La Europa moderna
Si quieres comprender la Europa moderna y el mundo, debes tener en cuenta distintos factores, algo relacionados entre sí.
Primero, la necesidad casi universal de odiar algo, con razón o sin ella, descargar en él nuestro propio mal, y luego destruirlo. Los espíritus enfermizos necesitan de ese odio. Odian así a sus vecinos, sus mujeres, sus maridos, sus hijos, o sus padres. Pero se exaltan sobre todo odiando a los extranjeros. Al fin y al cabo, una nación es, principalmente, una sociedad fundada para odiar a los extranjeros, una especie de club del odio.
El segundo factor es el evidente desorden de la economía. Los poderosos tratan de gobernar el mundo para su propio beneficio. Hasta no hace mucho lo consiguieron, pero ahora la situación se les está escapando de las manos. El caos en que vivimos tiene esa raíz. Los pobres, naturalmente, odian a los ricos que han creado este caos y no pueden salir de él. Los ricos tienen miedo, y por el mismo motivo odian a los pobres. La gente no entiende que si el odio no fuese una necesidad profunda, el problema social sería, por lo menos, enfrentado con inteligencia.
Y por último, la idea, cada vez más difundida, de que la cultura científica es un error.

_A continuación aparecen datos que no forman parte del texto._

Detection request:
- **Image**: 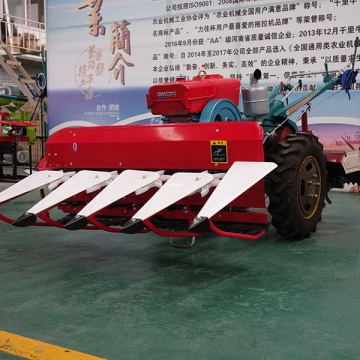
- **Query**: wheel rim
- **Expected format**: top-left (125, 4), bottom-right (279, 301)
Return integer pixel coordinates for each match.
top-left (297, 156), bottom-right (321, 219)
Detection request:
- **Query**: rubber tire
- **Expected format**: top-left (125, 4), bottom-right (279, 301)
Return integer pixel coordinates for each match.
top-left (265, 133), bottom-right (327, 239)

No quiero decir que la gente dude del valor de la ciencia. Es algo más profundo. Sienten que la vida moderna es decepcionante. Hay algo de muerto en ella, algo estéril. Este horror a la cultura moderna, la ciencia, la mecanización y la estandarización es más reciente que las doctrinas bolcheviques.
Los comunistas e izquierdistas en general echan la culpa de todo al capitalismo, pero aceptan en su esencia la nueva cultura. Son racionalistas, mecanicistas. Otros, en cambio, se rebelan. No saben por qué, pero sienten que esa cultura es deficiente. Algunos vuelven a las iglesias, especialmente al catolicismo. Pero ha pasado mucha agua bajo los puentes. Aquellos que no pueden tragar la droga cristiana buscan desesperadamente otra cosa, aunque no saben qué. Y esta profunda necesidad, a veces inconsciente, se confunde con el odio, y si el hombre pertenece a la clase media, con su temor a la revolución social, cualquier truhán, cualquier ambicioso puede utilizar rápidamente esta mezcla de temor y odio. Así ocurrió en Italia, y así ocurrirá en otras partes. Apuesto a que dentro de pocos años habrá en Europa todo un movimiento contra la izquierda, inspirado parcialmente en el temor y el odio, y en la vaga sospecha de que algo anda mal en la cultura científica. Es más que una sospecha intelectual. Es una certeza que viene de las entrañas, una especie de hambre real brutal y ciega. ¿No la sentiste en Alemania el año pasado? Una profunda repugnancia, todavía inconsciente, a la máquina, la razón, la democracia y la cordura. Un confuso deseo de enloquecer, de convertirse de algún modo en un poseído. Poco costará a los enriquecidos cultores del odio utilizar esas tendencias, basadas en una confusa mezcla de búsqueda de sí mismo, odio, y esa hambre del alma, tan valiosa, pero tan fácilmente inclinada a la crueldad. ¡Si el cristianismo pudiera absorber y disciplinar ese apetito! Pero el cristianismo ha muerto. Estos hombres inventarán probablemente alguna espantosa religión privada. Su dios será el del club del odio, la nación. Los nuevos mesías (uno para cada tribu) no triunfarán por la bondad, el amor, sino por la execración y la brutalidad. Pues eso es lo que todos vosotros deseáis realmente, lo que duerme en lo hondo de vuestras entrañas y mentes enfermas.